En efecto, el otro escenario de la novela es interior, y es la amistad. Los dos universitarios recientemente graduados, Jerry y Berkeley, forman una hermandad tan sólida que el estar atado a un trabajo “constituía un acto de bigamia” (pg. 63).
Una vez que el elemento disgregador y de naturaleza mítica ha roto esa comunión, aparece el hastío (la referencia a ese “vacío del domingo” (93), junto a una curiosa digresión acerca de las relaciones y el lenguaje -206-) Es la “clásica” separación de dos personas afines, unidas hasta la aparición de una tercera.
Pero este otro componente disgregador es un personaje tan tocado por la fatalidad y tan desvalido como el resto: Selena queda definida desde el principio por el tipo de ropa que usa –un elemento en absoluto arbitrario-, y por hacer gala de una franqueza poco corriente (178).
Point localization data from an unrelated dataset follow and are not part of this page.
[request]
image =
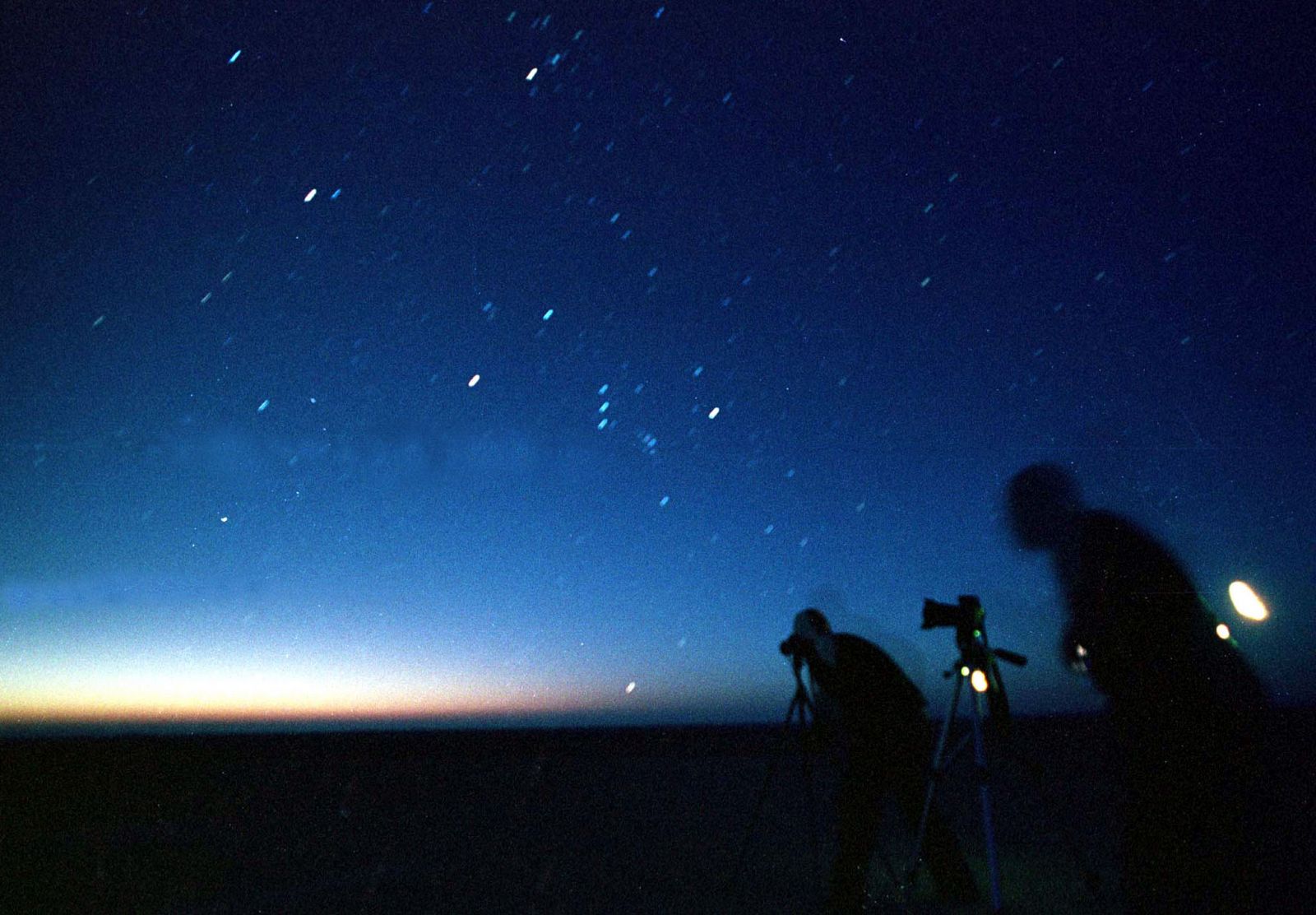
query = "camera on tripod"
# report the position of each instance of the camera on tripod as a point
(962, 615)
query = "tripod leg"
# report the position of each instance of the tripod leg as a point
(985, 797)
(807, 765)
(734, 886)
(938, 768)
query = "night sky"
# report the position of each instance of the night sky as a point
(537, 364)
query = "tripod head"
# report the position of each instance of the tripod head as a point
(977, 657)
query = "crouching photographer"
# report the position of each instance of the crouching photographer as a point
(874, 717)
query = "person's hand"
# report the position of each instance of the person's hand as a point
(1074, 653)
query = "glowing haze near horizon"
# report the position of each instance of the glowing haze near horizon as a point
(469, 362)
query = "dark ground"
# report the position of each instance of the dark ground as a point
(605, 820)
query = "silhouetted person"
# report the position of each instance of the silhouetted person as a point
(1188, 710)
(874, 715)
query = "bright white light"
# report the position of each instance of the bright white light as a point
(1247, 602)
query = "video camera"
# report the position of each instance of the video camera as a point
(977, 656)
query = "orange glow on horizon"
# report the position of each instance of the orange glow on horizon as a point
(260, 697)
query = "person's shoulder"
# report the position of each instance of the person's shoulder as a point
(1099, 524)
(857, 644)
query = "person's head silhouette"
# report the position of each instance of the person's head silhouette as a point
(1043, 500)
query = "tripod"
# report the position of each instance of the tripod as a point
(977, 664)
(795, 724)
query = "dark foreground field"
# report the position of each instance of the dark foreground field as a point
(607, 820)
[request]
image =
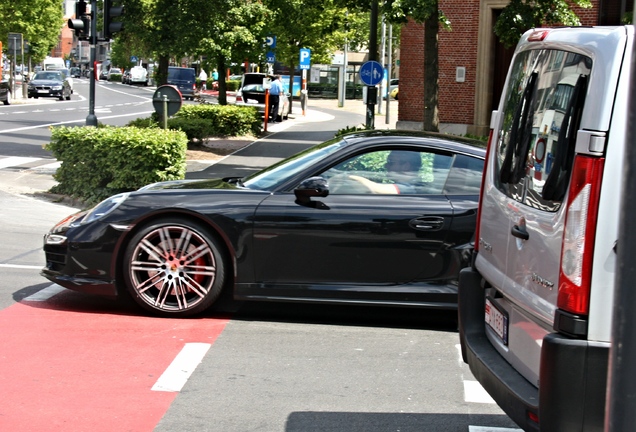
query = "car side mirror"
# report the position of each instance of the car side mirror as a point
(311, 187)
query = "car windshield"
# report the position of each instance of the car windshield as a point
(48, 76)
(269, 178)
(180, 74)
(254, 88)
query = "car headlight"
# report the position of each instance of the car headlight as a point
(105, 207)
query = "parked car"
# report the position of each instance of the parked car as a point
(307, 229)
(184, 79)
(138, 75)
(5, 92)
(536, 307)
(114, 74)
(49, 83)
(252, 93)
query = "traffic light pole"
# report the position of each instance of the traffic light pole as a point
(91, 119)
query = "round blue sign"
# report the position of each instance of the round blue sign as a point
(371, 73)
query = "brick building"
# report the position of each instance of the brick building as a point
(472, 64)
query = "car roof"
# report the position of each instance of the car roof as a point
(453, 143)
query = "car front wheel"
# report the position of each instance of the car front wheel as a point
(174, 268)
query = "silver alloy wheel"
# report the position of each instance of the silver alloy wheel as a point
(174, 269)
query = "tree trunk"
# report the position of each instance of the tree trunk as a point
(220, 66)
(431, 74)
(162, 70)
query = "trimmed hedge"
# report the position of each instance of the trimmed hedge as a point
(100, 162)
(207, 120)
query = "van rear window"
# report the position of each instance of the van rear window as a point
(180, 74)
(544, 99)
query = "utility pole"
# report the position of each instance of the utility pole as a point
(372, 91)
(91, 119)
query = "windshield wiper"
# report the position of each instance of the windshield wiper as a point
(513, 165)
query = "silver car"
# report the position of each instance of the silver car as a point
(535, 310)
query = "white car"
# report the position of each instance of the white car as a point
(138, 75)
(535, 310)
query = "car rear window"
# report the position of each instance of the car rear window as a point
(542, 108)
(176, 74)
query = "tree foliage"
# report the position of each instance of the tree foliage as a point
(39, 21)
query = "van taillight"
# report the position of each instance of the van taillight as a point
(578, 235)
(481, 189)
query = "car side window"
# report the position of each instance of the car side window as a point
(541, 115)
(391, 172)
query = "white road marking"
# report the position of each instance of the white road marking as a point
(46, 293)
(15, 161)
(491, 429)
(176, 375)
(474, 392)
(20, 266)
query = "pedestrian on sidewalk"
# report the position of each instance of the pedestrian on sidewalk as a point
(274, 97)
(203, 78)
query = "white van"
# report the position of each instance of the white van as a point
(53, 63)
(535, 309)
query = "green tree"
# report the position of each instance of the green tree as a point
(39, 21)
(522, 15)
(229, 31)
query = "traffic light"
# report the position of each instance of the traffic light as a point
(81, 24)
(112, 16)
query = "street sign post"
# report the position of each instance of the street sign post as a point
(305, 58)
(305, 64)
(371, 73)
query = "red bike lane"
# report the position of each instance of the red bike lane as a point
(78, 370)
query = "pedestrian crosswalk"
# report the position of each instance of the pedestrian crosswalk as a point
(21, 163)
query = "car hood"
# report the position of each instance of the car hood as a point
(46, 82)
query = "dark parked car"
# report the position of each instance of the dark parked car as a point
(342, 222)
(50, 83)
(184, 79)
(5, 92)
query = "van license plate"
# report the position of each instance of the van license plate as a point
(497, 321)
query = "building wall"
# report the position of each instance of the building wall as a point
(469, 44)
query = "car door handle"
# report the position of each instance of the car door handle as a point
(519, 232)
(429, 223)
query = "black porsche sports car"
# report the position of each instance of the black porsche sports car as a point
(380, 217)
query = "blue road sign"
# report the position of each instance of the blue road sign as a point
(305, 58)
(371, 73)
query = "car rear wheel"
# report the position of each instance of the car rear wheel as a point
(174, 268)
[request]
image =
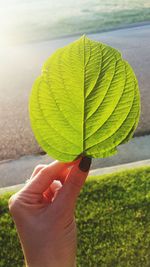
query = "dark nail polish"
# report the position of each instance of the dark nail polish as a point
(85, 164)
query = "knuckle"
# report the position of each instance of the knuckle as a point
(39, 167)
(13, 203)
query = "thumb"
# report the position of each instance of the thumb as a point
(75, 181)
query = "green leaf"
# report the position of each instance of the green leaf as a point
(86, 101)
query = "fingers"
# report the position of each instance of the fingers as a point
(75, 181)
(52, 191)
(37, 169)
(46, 175)
(42, 180)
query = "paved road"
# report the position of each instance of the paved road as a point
(17, 171)
(20, 65)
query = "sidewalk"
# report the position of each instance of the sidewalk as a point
(14, 172)
(16, 138)
(99, 171)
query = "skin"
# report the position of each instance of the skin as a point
(43, 212)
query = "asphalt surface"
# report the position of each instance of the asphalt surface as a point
(20, 65)
(13, 172)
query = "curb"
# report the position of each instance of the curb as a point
(99, 171)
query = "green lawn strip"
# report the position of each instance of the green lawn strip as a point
(113, 219)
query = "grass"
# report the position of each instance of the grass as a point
(113, 219)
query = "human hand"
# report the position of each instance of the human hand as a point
(43, 211)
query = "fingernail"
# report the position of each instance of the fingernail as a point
(85, 164)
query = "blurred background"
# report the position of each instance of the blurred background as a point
(113, 214)
(29, 32)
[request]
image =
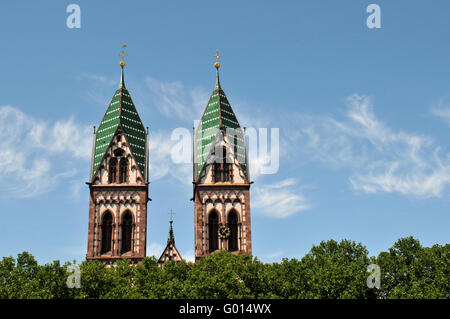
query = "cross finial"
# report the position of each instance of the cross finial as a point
(171, 213)
(217, 56)
(122, 54)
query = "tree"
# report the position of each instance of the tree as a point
(412, 271)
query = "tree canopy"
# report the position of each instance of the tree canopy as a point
(330, 270)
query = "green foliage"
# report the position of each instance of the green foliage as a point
(330, 270)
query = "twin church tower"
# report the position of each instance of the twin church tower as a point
(119, 180)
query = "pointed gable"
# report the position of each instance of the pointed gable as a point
(121, 112)
(218, 113)
(171, 251)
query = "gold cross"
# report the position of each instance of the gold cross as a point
(123, 54)
(217, 56)
(171, 213)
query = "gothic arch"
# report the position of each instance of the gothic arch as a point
(112, 170)
(213, 230)
(107, 222)
(123, 170)
(127, 231)
(233, 225)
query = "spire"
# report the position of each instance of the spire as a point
(217, 66)
(171, 239)
(218, 115)
(121, 113)
(122, 65)
(122, 81)
(171, 251)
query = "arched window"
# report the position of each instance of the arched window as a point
(233, 226)
(213, 230)
(112, 170)
(222, 169)
(123, 169)
(106, 233)
(127, 230)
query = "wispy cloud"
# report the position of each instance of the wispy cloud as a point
(380, 158)
(173, 99)
(154, 249)
(31, 148)
(280, 200)
(441, 110)
(161, 147)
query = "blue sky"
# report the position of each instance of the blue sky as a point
(364, 116)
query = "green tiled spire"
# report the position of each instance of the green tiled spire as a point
(218, 113)
(122, 113)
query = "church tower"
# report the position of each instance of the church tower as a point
(221, 179)
(118, 182)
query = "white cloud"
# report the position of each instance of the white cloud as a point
(30, 148)
(442, 111)
(380, 159)
(280, 200)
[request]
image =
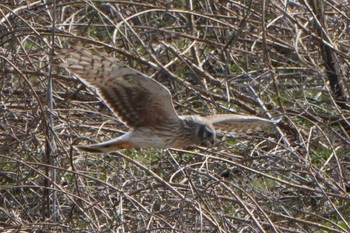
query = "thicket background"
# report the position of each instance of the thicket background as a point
(269, 58)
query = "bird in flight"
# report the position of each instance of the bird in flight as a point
(146, 107)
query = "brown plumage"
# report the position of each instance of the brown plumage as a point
(146, 107)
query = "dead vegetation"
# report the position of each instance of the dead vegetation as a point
(273, 59)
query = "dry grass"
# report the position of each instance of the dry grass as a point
(251, 57)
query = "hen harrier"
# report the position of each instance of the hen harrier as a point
(146, 107)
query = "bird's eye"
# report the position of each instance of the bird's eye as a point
(205, 132)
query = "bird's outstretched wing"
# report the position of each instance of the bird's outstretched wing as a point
(239, 123)
(137, 99)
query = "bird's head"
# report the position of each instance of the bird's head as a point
(202, 131)
(206, 134)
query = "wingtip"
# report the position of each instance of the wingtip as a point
(277, 121)
(89, 149)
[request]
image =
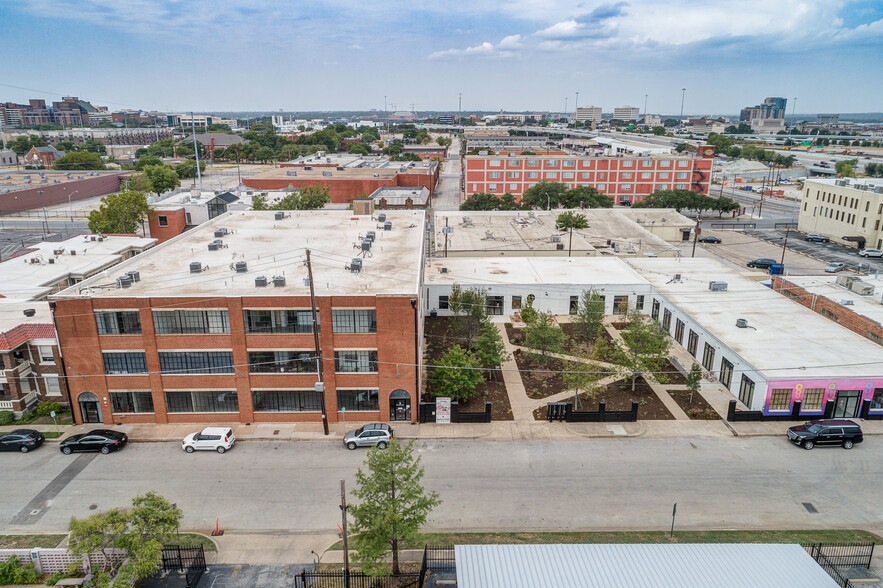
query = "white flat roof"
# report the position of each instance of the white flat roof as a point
(784, 339)
(531, 270)
(644, 565)
(22, 278)
(870, 306)
(275, 248)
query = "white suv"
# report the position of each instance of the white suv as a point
(218, 439)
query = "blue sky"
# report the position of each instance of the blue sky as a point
(200, 55)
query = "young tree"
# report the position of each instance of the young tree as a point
(589, 318)
(119, 213)
(139, 531)
(644, 347)
(392, 505)
(457, 374)
(694, 379)
(489, 349)
(543, 336)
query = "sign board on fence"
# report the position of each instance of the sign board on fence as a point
(443, 410)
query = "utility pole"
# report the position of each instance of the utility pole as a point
(196, 149)
(320, 387)
(346, 550)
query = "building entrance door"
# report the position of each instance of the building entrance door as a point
(400, 406)
(89, 408)
(847, 404)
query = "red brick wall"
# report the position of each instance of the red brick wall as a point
(848, 318)
(394, 341)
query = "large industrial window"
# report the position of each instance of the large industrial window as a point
(196, 362)
(130, 362)
(128, 402)
(191, 322)
(202, 401)
(355, 400)
(780, 399)
(282, 362)
(708, 357)
(118, 322)
(812, 399)
(279, 321)
(360, 320)
(355, 361)
(286, 401)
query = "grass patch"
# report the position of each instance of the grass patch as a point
(29, 541)
(195, 540)
(802, 536)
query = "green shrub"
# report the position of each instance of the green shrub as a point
(46, 407)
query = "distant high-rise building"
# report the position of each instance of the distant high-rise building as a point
(626, 113)
(588, 114)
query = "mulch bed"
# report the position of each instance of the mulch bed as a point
(619, 396)
(699, 409)
(540, 382)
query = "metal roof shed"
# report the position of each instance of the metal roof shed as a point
(638, 565)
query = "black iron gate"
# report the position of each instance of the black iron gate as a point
(190, 561)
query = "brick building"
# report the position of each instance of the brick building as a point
(625, 179)
(214, 331)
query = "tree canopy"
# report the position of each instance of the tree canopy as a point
(119, 213)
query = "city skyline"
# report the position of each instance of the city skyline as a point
(243, 56)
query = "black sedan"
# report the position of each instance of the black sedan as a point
(103, 440)
(22, 440)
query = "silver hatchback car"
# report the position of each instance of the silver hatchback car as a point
(379, 434)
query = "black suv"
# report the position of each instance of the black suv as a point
(826, 432)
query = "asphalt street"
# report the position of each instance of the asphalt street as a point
(760, 482)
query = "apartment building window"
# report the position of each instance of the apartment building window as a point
(202, 401)
(131, 402)
(780, 399)
(279, 321)
(356, 320)
(124, 362)
(190, 322)
(692, 342)
(666, 319)
(726, 373)
(282, 362)
(195, 362)
(286, 401)
(118, 322)
(708, 357)
(355, 361)
(53, 387)
(812, 399)
(679, 331)
(358, 400)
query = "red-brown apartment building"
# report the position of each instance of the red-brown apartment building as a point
(215, 325)
(625, 179)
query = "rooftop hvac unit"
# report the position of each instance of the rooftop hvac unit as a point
(862, 288)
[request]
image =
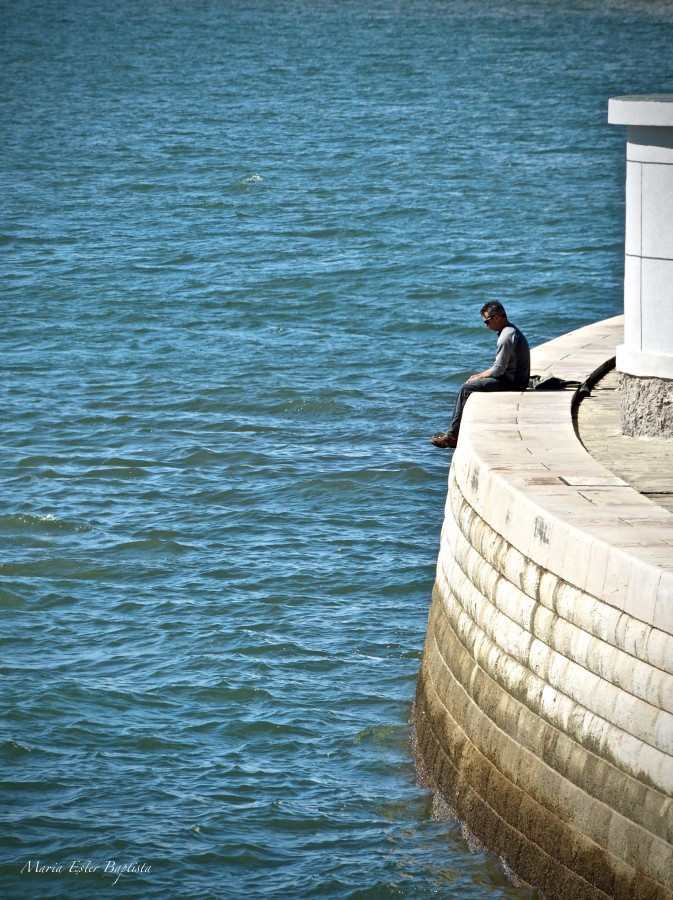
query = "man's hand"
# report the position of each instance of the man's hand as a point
(479, 375)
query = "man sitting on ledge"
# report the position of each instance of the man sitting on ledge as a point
(509, 372)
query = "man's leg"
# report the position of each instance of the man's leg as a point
(481, 385)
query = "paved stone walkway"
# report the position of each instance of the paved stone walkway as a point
(644, 463)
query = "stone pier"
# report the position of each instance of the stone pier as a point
(544, 707)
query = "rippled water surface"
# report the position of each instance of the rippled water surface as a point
(243, 246)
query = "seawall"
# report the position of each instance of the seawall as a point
(544, 706)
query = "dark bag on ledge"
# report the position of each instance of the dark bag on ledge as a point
(552, 383)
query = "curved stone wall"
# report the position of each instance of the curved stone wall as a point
(544, 708)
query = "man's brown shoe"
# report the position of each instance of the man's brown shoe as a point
(446, 441)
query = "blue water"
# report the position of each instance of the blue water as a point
(243, 246)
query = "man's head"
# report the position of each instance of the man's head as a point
(494, 315)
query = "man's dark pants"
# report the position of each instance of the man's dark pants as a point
(480, 385)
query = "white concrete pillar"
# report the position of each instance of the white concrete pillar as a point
(645, 359)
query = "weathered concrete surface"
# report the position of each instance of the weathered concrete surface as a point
(647, 406)
(544, 708)
(645, 464)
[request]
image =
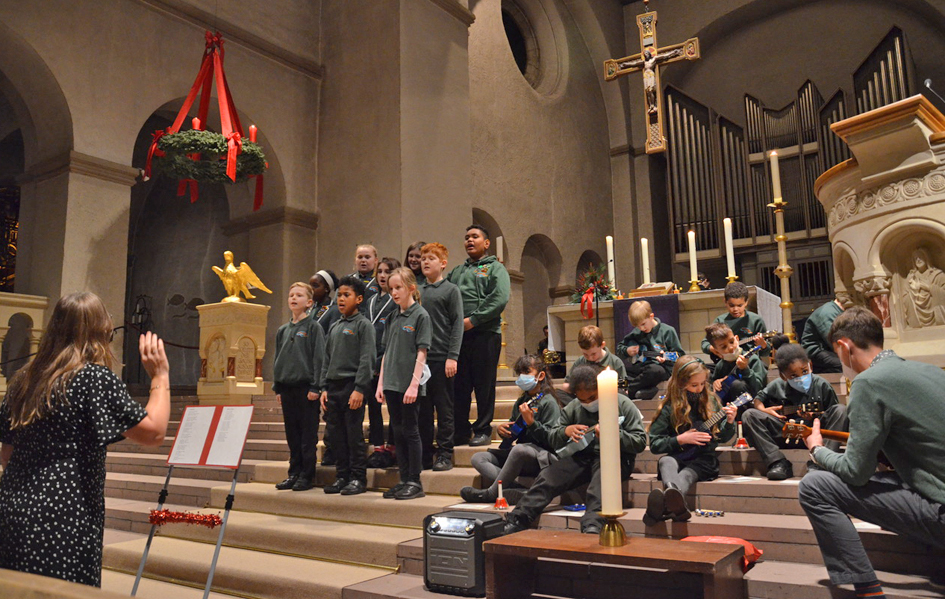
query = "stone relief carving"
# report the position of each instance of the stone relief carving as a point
(901, 191)
(923, 295)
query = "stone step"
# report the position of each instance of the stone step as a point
(367, 508)
(367, 544)
(182, 491)
(783, 538)
(239, 571)
(154, 464)
(441, 483)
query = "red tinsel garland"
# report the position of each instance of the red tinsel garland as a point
(162, 517)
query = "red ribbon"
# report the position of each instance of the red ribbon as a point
(587, 303)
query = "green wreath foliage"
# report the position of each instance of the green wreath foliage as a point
(211, 167)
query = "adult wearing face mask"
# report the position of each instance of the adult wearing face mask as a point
(896, 407)
(579, 418)
(796, 388)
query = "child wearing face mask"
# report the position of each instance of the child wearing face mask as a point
(534, 449)
(673, 432)
(795, 387)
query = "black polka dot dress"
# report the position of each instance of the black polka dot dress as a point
(52, 494)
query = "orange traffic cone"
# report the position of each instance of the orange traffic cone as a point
(501, 503)
(741, 443)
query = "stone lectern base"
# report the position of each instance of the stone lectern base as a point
(232, 345)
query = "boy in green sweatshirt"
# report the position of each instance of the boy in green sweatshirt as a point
(484, 286)
(300, 348)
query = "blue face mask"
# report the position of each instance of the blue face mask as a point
(526, 382)
(802, 383)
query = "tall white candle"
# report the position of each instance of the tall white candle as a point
(611, 497)
(693, 270)
(610, 260)
(645, 251)
(775, 176)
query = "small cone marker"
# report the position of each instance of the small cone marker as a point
(741, 443)
(501, 503)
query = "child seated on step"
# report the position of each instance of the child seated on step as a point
(300, 349)
(740, 319)
(346, 376)
(649, 336)
(737, 372)
(580, 417)
(679, 431)
(527, 445)
(403, 373)
(592, 344)
(379, 310)
(797, 394)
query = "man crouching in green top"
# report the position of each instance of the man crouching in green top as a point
(895, 406)
(578, 419)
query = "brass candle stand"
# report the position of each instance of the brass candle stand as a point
(612, 534)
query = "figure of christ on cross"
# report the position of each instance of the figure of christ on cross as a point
(649, 60)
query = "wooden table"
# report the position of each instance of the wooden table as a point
(510, 560)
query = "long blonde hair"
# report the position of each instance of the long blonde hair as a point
(78, 333)
(408, 279)
(686, 367)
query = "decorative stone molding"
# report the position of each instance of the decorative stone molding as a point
(281, 215)
(848, 206)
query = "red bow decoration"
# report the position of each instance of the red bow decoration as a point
(587, 303)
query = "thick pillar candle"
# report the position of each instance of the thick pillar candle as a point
(775, 176)
(693, 269)
(610, 260)
(645, 252)
(611, 497)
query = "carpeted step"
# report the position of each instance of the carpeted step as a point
(367, 508)
(183, 491)
(782, 537)
(254, 573)
(372, 545)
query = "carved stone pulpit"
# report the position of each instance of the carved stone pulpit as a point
(232, 345)
(886, 222)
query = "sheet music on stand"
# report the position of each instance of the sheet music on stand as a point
(208, 437)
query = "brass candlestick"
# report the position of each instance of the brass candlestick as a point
(612, 534)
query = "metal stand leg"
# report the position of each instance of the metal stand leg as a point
(162, 497)
(216, 552)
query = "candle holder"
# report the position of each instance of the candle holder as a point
(612, 534)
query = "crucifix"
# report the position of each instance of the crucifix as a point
(649, 60)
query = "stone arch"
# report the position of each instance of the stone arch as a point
(541, 272)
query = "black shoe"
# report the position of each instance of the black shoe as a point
(480, 440)
(780, 470)
(287, 483)
(442, 463)
(390, 493)
(411, 490)
(355, 487)
(336, 486)
(513, 525)
(474, 495)
(676, 505)
(302, 484)
(655, 506)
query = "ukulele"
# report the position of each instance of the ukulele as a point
(705, 426)
(517, 430)
(728, 381)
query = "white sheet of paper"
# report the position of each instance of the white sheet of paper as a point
(191, 435)
(230, 436)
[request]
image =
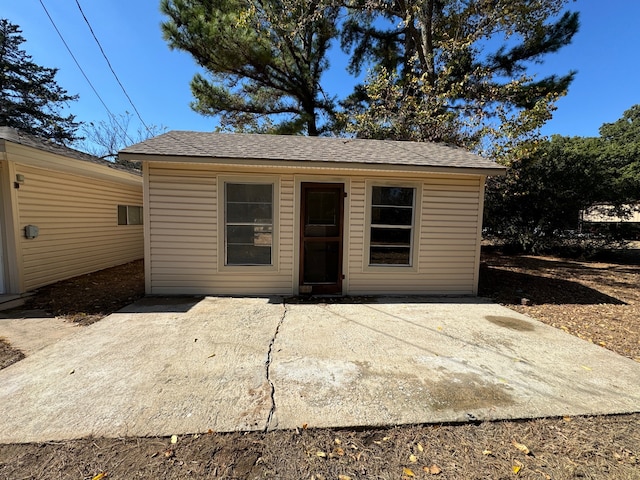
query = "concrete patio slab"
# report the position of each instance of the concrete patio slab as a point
(226, 364)
(33, 330)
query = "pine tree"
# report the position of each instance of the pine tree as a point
(453, 71)
(264, 60)
(30, 98)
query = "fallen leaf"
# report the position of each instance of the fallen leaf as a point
(520, 446)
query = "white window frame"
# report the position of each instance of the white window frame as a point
(415, 226)
(222, 223)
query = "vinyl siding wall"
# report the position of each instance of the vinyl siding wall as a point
(78, 225)
(185, 251)
(448, 221)
(184, 240)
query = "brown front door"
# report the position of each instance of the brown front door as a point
(321, 226)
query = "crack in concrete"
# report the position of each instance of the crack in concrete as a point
(267, 366)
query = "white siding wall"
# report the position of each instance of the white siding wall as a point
(78, 222)
(184, 242)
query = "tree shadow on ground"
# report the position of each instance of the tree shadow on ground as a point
(509, 287)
Los ojos de Berkeley añaden que no tiene ningún sentido del humor y que es aséptica (le sorprende que no sepa quién es Gertrude Stein). De este modo, “las palabras revelan tanto lo que se dice como lo que no” (180), junto con las diferencias entre lo que realmente se siente o se querría decir. ¿Será entonces todo el producto de unos celos subconscientes de Berkeley Jones?
Sloane se nos muestra como un escritor fantástico, que junto a bellas imágenes, como esas “lágrimas de luz” (153), o una “eléctrica luz crepuscular” (116), acompaña la descripción de la naturaleza de Selena, de una reflexión general sobre el paso del ser humano por el tiempo; transmitido en pensamientos como “en aquella despedida había habido algo de final” o “la noche envejecía sobre nosotros” (204).
En El tiempo de la noche late un temor ancestral, la evidencia de que el universo es mucho más de lo que percibimos con nuestros sentidos, con todo lo que eso conlleva de vulnerabilidad del ser humano, armonizando misterio con posibilidades científicas.
Merece la pena recuperar esta recomendable narración en forma de thriller sobrenatural de William Sloane, la compañera ideal para estas noches de verano.